A Gourmetização não pode parar

Quando eu era criança, vez por outra meus pais me levavam até uma lanchonete chamada Komilão, aqui em Cuiabá. A lanchonete consistia em um trailer, provavelmente uma Kombi surrada, que teve seu espaço traseiro transformado, com a instalação de uma chapa, recipientes para carnes, saladas e outros complementos. O veículo ficava estacionado em uma esquina abandonada e o chapeiro ficava lá, de boa, fritando seus hambúrgueres vendidos a preços módicos.

Assim como o Komilão, existiam diversas outras Kombis sanduicheiras espalhadas pela cidade. Cada família devia ter a de sua preferência. O sanduíche era saboroso e com um preço acessível. Em Cuiabá era famoso o x-bagunça, lanche que continha tudo o que a imaginação humana pudesse imaginar, ou que a Kombi pudesse transportar. Mais tarde, o x-bagunça ganhou sua versão compacta, conhecida como Baguncinha, que nos áureos tempos custava a bagatela de um real. Hoje a inflação chegou, mas eles ainda podem ser encontrados por simpáticos seis reais.

Hoje os tempos são outros. A vigilância sanitária é mais severa com esses lanches de rua e acredito que o pai que leva um filho de menos de seis anos para comer um sanduíche e tomar coca-cola corre o risco de ser apedrejado por pediatras em fúrias. Hoje, uma ala repugnante da sociedade tenta criar um movimento chamado “food truck”. Aliás, tenta não. Já conseguiu. Pessoas que pareciam até ser respeitáveis se mostram encantadas com festivais de “food truck”. Gourmetizaram uma velha tradição brasileira: os lanches de rua.

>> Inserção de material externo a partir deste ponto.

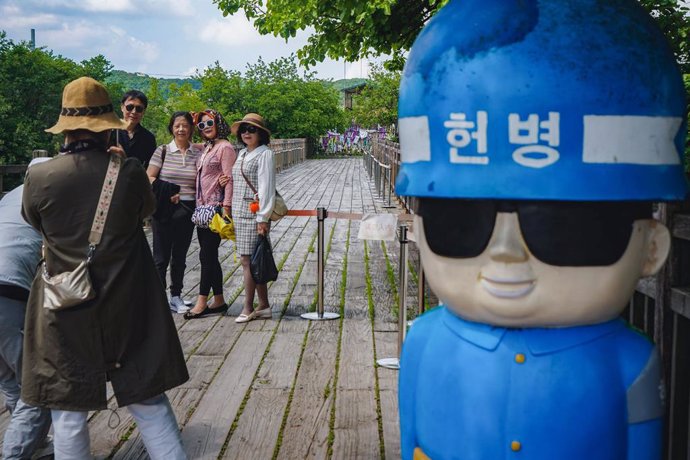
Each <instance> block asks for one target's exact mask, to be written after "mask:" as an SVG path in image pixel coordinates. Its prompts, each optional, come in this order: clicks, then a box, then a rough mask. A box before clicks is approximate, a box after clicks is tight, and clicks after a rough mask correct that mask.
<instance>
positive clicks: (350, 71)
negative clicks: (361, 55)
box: [345, 59, 369, 78]
mask: <svg viewBox="0 0 690 460" xmlns="http://www.w3.org/2000/svg"><path fill="white" fill-rule="evenodd" d="M345 68H346V69H347V70H346V71H345V78H368V77H369V61H368V60H367V59H362V60H360V61H357V62H349V63H347V64H346V67H345Z"/></svg>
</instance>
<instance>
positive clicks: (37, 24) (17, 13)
mask: <svg viewBox="0 0 690 460" xmlns="http://www.w3.org/2000/svg"><path fill="white" fill-rule="evenodd" d="M57 22H58V18H57V17H56V16H55V15H53V14H48V13H38V14H28V13H26V12H25V11H22V9H21V8H20V7H19V6H17V5H15V4H8V5H3V6H1V7H0V29H3V30H16V31H22V30H23V29H24V30H26V34H27V39H28V35H29V29H31V28H36V27H38V26H43V25H48V24H55V23H57Z"/></svg>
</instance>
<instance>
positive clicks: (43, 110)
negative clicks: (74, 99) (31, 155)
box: [0, 31, 117, 164]
mask: <svg viewBox="0 0 690 460" xmlns="http://www.w3.org/2000/svg"><path fill="white" fill-rule="evenodd" d="M110 69H112V66H111V65H110V63H109V62H108V61H107V60H106V59H105V58H104V57H103V56H100V55H99V56H96V57H94V58H92V59H89V60H86V61H82V63H81V64H77V63H75V62H74V61H71V60H69V59H66V58H64V57H62V56H59V55H55V54H53V53H52V52H51V51H47V50H45V49H43V48H37V49H32V48H31V47H30V46H29V44H28V43H25V42H20V43H14V42H13V41H12V40H9V39H8V38H7V36H6V34H5V32H3V31H0V163H2V164H12V163H28V161H29V160H30V159H31V152H32V150H34V149H47V150H49V151H51V152H53V153H54V152H55V151H56V150H57V146H58V143H59V141H60V140H59V138H57V137H55V136H53V135H51V134H48V133H46V132H45V131H44V130H45V129H46V128H48V127H50V126H52V125H53V124H54V123H55V121H56V120H57V117H58V113H59V111H60V106H61V102H62V88H63V87H64V86H65V84H66V83H67V82H69V81H71V80H73V79H75V78H77V77H81V76H85V75H97V76H100V77H102V76H103V75H105V74H107V72H109V71H110ZM108 90H109V92H110V93H111V94H113V93H115V92H116V91H117V88H112V87H111V88H108Z"/></svg>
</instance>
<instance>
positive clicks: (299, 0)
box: [213, 0, 448, 66]
mask: <svg viewBox="0 0 690 460" xmlns="http://www.w3.org/2000/svg"><path fill="white" fill-rule="evenodd" d="M447 1H448V0H280V1H273V2H264V1H263V0H213V2H214V3H215V4H216V5H218V8H219V9H220V10H221V11H222V13H223V15H229V14H230V15H232V14H235V13H236V12H238V11H240V10H242V11H243V12H244V14H245V15H246V16H247V18H248V19H250V20H253V21H254V26H255V27H256V29H257V30H258V31H259V33H261V34H264V35H274V36H277V37H282V38H284V39H286V40H288V39H290V38H292V37H295V35H296V34H297V31H299V30H305V29H307V28H311V29H313V31H314V33H313V35H311V36H310V37H309V38H308V42H307V44H306V45H305V46H304V47H303V48H301V49H300V50H299V51H298V52H297V56H298V57H299V59H300V62H301V63H302V64H303V65H305V66H313V65H315V64H316V63H317V62H321V61H323V60H324V59H325V58H327V57H328V58H331V59H338V58H344V59H345V60H347V61H350V62H354V61H356V60H358V59H360V58H362V57H366V56H371V55H374V56H376V55H380V54H387V55H390V56H393V59H392V60H391V62H392V63H394V64H395V65H397V66H400V65H401V63H402V62H403V59H402V56H403V53H404V52H405V51H406V50H408V49H409V48H410V46H412V42H413V41H414V39H415V37H416V36H417V34H418V33H419V31H420V30H421V28H422V27H423V26H424V24H425V23H426V21H427V20H428V19H429V18H430V17H431V16H433V14H434V13H435V12H436V11H437V10H438V9H439V8H440V7H441V6H442V5H444V4H445V3H447ZM264 5H266V6H264Z"/></svg>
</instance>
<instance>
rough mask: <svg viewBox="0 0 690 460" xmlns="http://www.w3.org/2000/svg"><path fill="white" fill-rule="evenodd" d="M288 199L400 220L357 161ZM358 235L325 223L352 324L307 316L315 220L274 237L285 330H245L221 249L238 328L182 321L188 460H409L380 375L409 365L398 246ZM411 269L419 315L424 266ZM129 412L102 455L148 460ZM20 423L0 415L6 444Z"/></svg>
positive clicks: (343, 220)
mask: <svg viewBox="0 0 690 460" xmlns="http://www.w3.org/2000/svg"><path fill="white" fill-rule="evenodd" d="M278 189H279V190H280V191H281V193H282V194H283V196H284V197H285V199H286V201H287V203H288V205H289V206H290V208H291V209H315V208H316V207H325V208H327V209H328V210H329V211H341V212H367V213H369V212H377V213H383V212H394V213H399V212H400V210H399V209H383V208H382V205H383V203H382V202H381V201H379V200H377V197H376V195H375V192H373V189H374V187H373V185H372V184H371V182H370V180H369V178H368V177H367V175H366V172H365V170H364V168H363V166H362V160H361V159H357V158H353V159H330V160H310V161H307V162H305V163H302V164H299V165H297V166H293V167H291V168H289V169H287V170H285V171H283V172H281V173H280V174H279V175H278ZM358 227H359V222H358V221H349V220H344V219H326V221H325V241H326V265H325V267H326V268H325V295H324V299H325V300H324V304H325V309H326V311H336V312H340V313H341V319H339V320H334V321H314V322H310V321H307V320H303V319H301V318H300V317H299V315H300V314H301V313H304V312H307V311H312V310H314V309H315V306H316V287H317V286H316V267H317V263H316V244H317V242H316V236H317V222H316V218H315V217H286V218H284V219H282V220H281V221H280V222H278V223H277V224H276V225H274V227H273V229H272V232H271V235H272V241H273V246H274V253H275V257H276V262H277V264H278V266H279V268H280V276H279V278H278V280H277V281H276V282H274V283H272V284H270V285H269V298H270V300H271V306H272V309H273V319H272V320H256V321H252V322H249V323H246V324H236V323H235V322H234V317H235V316H236V315H238V314H239V312H240V310H241V308H242V302H243V289H242V274H241V271H242V270H241V268H240V267H239V261H238V260H237V259H236V258H235V256H234V252H233V250H232V244H231V243H229V242H224V243H223V244H222V246H221V251H220V252H221V262H222V266H223V270H224V275H225V278H224V280H225V296H226V299H227V300H228V304H230V305H231V306H230V311H229V316H223V317H208V318H201V319H197V320H192V321H185V320H184V319H183V318H182V315H175V322H176V324H177V326H178V332H179V337H180V341H181V342H182V345H183V349H184V351H185V354H186V357H187V366H188V368H189V373H190V375H191V378H190V380H189V381H188V382H187V383H185V384H184V385H182V386H180V387H178V388H175V389H173V390H172V391H170V392H169V393H168V396H169V398H170V400H171V402H172V404H173V407H174V409H175V413H176V415H177V419H178V422H179V425H180V428H181V430H182V439H183V441H184V445H185V449H186V450H187V452H188V455H189V458H192V459H211V458H213V459H216V458H218V459H220V458H223V459H226V458H228V459H230V458H233V459H234V458H247V459H250V458H251V459H271V458H278V459H298V458H318V459H321V458H344V459H355V458H357V459H369V458H386V459H394V458H399V457H400V450H399V447H400V446H399V429H398V414H397V372H396V371H393V370H389V369H385V368H378V367H377V366H376V365H375V362H376V359H377V358H381V357H393V356H396V353H397V307H396V305H397V299H398V297H397V296H398V292H397V289H398V286H397V284H398V279H397V278H398V274H397V273H398V257H399V243H398V242H397V241H394V242H380V241H366V242H365V241H361V240H358V239H357V230H358ZM409 246H411V247H410V249H411V250H412V251H414V250H415V249H414V245H409ZM414 259H415V254H411V260H414ZM408 265H409V269H410V275H411V277H410V283H409V285H410V288H409V293H408V296H409V297H408V308H409V309H413V308H414V304H415V303H416V282H415V280H416V273H415V268H416V263H413V262H411V263H410V264H408ZM198 281H199V262H198V244H197V242H196V237H194V240H193V243H192V247H191V248H190V252H189V255H188V266H187V275H186V277H185V292H184V295H185V297H186V298H187V299H190V300H191V299H193V298H194V297H195V294H196V292H197V289H198ZM111 407H112V408H113V409H115V408H116V404H115V401H114V400H113V401H111ZM116 412H117V414H118V416H115V415H114V414H113V413H112V412H111V411H99V412H94V413H93V414H91V416H90V420H89V425H90V430H91V442H92V451H93V454H94V455H95V456H96V458H115V459H140V458H148V456H147V454H146V452H145V450H144V448H143V443H142V442H141V439H140V437H139V435H138V431H137V429H136V427H135V426H134V424H133V421H132V419H131V417H130V416H129V412H128V411H127V410H125V409H117V410H116ZM7 418H8V416H7V414H6V413H4V414H0V433H2V432H4V428H5V426H6V424H7ZM118 418H119V424H118V423H116V422H117V421H118ZM114 425H116V426H114Z"/></svg>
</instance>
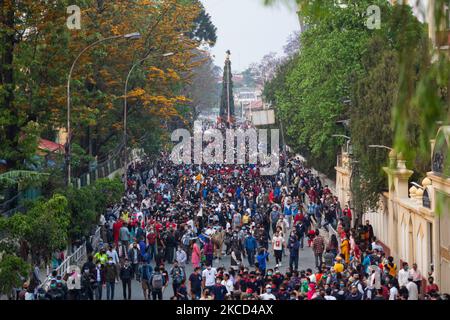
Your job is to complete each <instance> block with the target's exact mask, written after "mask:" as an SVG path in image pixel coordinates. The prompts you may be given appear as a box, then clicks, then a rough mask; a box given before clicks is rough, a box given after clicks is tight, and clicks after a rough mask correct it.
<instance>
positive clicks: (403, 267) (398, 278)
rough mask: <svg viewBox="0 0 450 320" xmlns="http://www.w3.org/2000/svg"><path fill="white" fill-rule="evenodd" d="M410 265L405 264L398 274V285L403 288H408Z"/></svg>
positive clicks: (403, 263)
mask: <svg viewBox="0 0 450 320" xmlns="http://www.w3.org/2000/svg"><path fill="white" fill-rule="evenodd" d="M408 277H409V272H408V263H407V262H403V268H402V269H401V270H400V271H399V272H398V285H399V286H400V288H401V287H406V284H407V283H408Z"/></svg>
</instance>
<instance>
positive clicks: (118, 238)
mask: <svg viewBox="0 0 450 320" xmlns="http://www.w3.org/2000/svg"><path fill="white" fill-rule="evenodd" d="M122 225H123V221H122V219H119V220H117V221H116V222H115V223H114V224H113V237H114V245H115V246H116V248H118V247H119V231H120V228H122Z"/></svg>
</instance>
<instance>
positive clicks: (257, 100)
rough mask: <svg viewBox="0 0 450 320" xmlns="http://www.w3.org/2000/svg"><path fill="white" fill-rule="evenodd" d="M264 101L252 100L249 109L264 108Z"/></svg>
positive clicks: (259, 100)
mask: <svg viewBox="0 0 450 320" xmlns="http://www.w3.org/2000/svg"><path fill="white" fill-rule="evenodd" d="M263 106H264V105H263V102H262V101H261V100H257V101H252V102H250V105H249V106H248V109H252V110H253V109H262V108H263Z"/></svg>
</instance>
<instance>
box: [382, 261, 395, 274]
mask: <svg viewBox="0 0 450 320" xmlns="http://www.w3.org/2000/svg"><path fill="white" fill-rule="evenodd" d="M384 267H385V268H386V270H387V271H388V272H389V274H390V275H391V276H393V277H396V276H397V265H396V264H395V263H394V258H393V257H388V263H387V264H386V265H385V266H384Z"/></svg>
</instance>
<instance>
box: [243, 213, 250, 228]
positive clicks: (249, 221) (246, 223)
mask: <svg viewBox="0 0 450 320" xmlns="http://www.w3.org/2000/svg"><path fill="white" fill-rule="evenodd" d="M249 224H250V214H249V213H248V212H246V213H245V214H244V216H243V217H242V225H244V226H245V225H249Z"/></svg>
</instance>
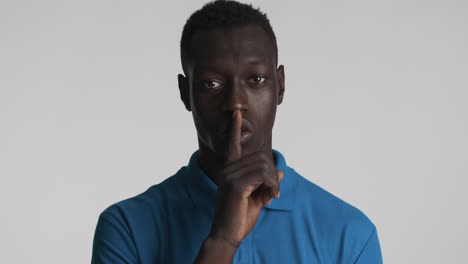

Em suma, um food truck é a mesma coisa que aquela Kombi de antigamente, mas com algumas diferenças. Enquanto que a Kombi era um automóvel antigo, sobrevivente das ruas e improvisado em lanchonete, os trucks são fabricados especialmente para isso e contam com uma cozinha industrial, custam uma fortuna. Enquanto o chapeiro da Kombi era um sujeito rústico que utilizava a gordura da própria pele para fritar o hambúrguer, o cozinheiro da FT é um mestre cuca com chapéu ridículo e avental impecável. Enquanto o lanche do Komilão custava cinco reais, o Coney’s Burguer vai custar 30. E o lanche da Kombi ainda era mais gostoso.

As Food Trucks popularizam toda e qualquer comida gourmet idiota. Cachorro quente com salsicha de vitela, pão de mandioca e molho de tomate pelado. Coisas com muito bacon, queijo briê e termos que sugiram que seu preparo foi extremamente sofisticado. Termos bestas que não significam nada de especial como “comfort food”, além de inventar significados novos para coisas batidas. Capirinha com picolé e esse picolé se chama “sorbet” só para que você pense que aquilo é uma maravilha.

Outro caso é o das paletas mexicanas. Elas invadiram o mercado e praticamente acabaram com todo e qualquer tipo de picolé que existia até então. Todo dia, inúmeras paleterias são inauguradas no Brasil. A paleta, para quem não sabe, é um picolé com creme dentro. Há vinte anos atrás existia um picolé chamada Frutilly, que tinha creme dentro, um palito excêntrico e com certeza não custaria mais do que cinco reais. As paletas custam 12.

Pode ser que as paletas mexicanas sejam gostosas e que mesmo os Food Trucks vendam comida boa. Mas eu jamais irei a um deles. É uma questão de princípios. Nessa luta injusta contra esse mercado que quer vender o gosto das palavras, nós temos que lutar com as armas que nós temos. Isso precisa parar.

Comentários

Gressana disse…
Mais uma vez boa parte disso é culpa dos publicitários, que adoram "vender conceito" ao invés de vender a porra do produto.